On aura beau jeu de rappeler qu’Handji est un premier roman et que sa publication à Paris en 1931 chez Denoël et Steele précède l’engagement politique de son auteur. On pourra également invoquer l’accueil favorable, voire enthousiaste, que reçut le roman à sa publication et l’avenir littéraire prometteur qu’il paraissait réserver à son auteur : soutenu en France par Edmond Jaloux, l’influent critique des Nouvelles littéraires, Handji fut salué par Antonin Artaud dans La Nouvelle Revue française, Robert Brasillach, Gabriel Marcel ou Kleber Haedens (comme, trois ans plus tard, Les Ténèbres susciteront l’admiration de Georges Bernanos) ; on parla même du Goncourt pour ce premier roman, auquel la critique en général reconnaîtra une vive originalité et une grande puissance d’imagination et d’évocation. En Belgique même, Poulet s’impose rapidement comme un auteur de premier plan, appuyé par Franz Hellens, qui voyait dans Handji un roman susceptible d’illustrer la formule du « fantastique réel» dont il s’était fait, après Edmond Picard, le défenseur. De là vient aussi que la publication d’Handji représente une manière de moment historique dans l’émergence et l’identification en Belgique francophone d’une veine littéraire que l’on finira par associer au réalisme magique ; ce fait, à lui seul, suffirait à justifier la présente réédition.

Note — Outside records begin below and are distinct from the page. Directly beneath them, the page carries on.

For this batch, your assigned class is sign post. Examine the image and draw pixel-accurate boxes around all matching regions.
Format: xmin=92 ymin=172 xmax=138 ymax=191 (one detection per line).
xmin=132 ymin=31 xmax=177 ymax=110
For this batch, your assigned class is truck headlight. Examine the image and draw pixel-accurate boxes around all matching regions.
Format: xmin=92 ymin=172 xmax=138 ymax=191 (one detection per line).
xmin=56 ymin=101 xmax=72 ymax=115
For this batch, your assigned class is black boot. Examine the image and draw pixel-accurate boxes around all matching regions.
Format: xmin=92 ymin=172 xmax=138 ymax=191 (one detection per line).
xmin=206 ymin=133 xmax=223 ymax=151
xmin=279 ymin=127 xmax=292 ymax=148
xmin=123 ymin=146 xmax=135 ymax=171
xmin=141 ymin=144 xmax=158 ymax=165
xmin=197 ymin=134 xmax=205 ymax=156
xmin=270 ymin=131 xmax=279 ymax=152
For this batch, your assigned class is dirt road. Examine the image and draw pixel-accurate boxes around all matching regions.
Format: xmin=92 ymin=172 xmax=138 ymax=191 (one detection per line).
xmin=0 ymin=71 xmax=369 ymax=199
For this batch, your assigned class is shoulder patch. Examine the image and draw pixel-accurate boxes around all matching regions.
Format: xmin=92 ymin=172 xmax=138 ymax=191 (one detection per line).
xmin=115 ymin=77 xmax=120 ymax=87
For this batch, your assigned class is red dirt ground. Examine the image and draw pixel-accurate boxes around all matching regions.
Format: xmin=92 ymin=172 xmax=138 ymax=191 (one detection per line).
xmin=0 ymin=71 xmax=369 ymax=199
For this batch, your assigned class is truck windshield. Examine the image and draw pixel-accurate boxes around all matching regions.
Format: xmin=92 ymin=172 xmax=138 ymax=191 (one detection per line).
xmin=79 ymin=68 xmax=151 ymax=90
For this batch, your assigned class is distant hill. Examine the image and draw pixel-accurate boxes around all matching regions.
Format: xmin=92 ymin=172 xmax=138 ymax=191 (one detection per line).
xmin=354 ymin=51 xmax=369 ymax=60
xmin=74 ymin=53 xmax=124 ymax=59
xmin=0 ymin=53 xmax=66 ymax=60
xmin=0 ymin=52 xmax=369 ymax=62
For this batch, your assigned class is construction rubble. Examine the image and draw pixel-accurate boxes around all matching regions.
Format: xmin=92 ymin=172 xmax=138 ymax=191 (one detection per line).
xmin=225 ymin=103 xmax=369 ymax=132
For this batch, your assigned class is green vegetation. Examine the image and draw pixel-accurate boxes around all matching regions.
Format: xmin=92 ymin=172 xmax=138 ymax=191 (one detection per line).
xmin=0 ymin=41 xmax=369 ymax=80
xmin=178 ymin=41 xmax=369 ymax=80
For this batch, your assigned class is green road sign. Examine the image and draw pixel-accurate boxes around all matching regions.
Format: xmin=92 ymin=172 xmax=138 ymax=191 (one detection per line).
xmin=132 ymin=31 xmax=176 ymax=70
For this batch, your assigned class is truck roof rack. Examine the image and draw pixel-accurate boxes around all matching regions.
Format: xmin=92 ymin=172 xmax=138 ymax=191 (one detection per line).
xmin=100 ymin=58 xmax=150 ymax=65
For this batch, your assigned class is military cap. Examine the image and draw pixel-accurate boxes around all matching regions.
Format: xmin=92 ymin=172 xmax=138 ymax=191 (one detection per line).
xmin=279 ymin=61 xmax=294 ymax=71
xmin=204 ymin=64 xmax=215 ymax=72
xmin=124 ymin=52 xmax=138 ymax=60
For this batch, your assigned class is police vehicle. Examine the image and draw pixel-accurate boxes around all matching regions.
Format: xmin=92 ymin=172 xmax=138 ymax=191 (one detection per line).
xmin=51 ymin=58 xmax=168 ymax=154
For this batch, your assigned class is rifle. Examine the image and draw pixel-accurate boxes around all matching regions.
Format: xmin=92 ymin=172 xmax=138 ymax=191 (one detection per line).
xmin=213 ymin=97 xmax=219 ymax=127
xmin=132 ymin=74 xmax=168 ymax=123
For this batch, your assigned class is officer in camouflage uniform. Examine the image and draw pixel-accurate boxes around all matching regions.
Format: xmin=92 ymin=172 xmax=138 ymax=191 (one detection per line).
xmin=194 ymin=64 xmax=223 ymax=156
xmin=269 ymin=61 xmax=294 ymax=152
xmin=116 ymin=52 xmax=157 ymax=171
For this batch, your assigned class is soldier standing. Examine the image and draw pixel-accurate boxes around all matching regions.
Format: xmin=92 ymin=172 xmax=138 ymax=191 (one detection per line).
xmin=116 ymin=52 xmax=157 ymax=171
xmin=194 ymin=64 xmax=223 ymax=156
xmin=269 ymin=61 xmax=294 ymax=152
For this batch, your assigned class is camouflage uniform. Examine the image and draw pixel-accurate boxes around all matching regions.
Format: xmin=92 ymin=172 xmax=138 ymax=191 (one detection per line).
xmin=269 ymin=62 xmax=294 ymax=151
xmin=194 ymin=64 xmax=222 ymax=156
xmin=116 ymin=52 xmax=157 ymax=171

Les titres d’Handji à la postérité littéraire sont donc nombreux. On pourrait imaginer de le voir sagement occuper une place déterminée dans l’histoire de la littérature belge, entre les récits Franz Hellens et les premiers romans de Dominique Rolin, et dans des parages romanesques où s’illustrent, dans une veine plus réaliste, Charles Plisnier et Georges Simenon. Rien n’y fait cependant: une réelle suspicion pèse sur ce roman, qu’on ne sait trop par quel bout prendre pour poser sur lui un regard juste ou, à tout le moins, ajusté. Handji reçut-il un accueil enthousiaste? Certes, mais surtout de la part de critiques de droite. Le roman marque une date dans l’histoire littéraire belge ? S’en souviendrait-on seulement si Robert Poulet n’était pas devenu ce que l’on sait ? Handji est un chefd’œuvre du réalisme magique en Belgique francophone ? Mais n’est-ce pas cette esthétique tout entière qui devient alors suspecte, au point qu’il faille en sonder la teneur idéologique ?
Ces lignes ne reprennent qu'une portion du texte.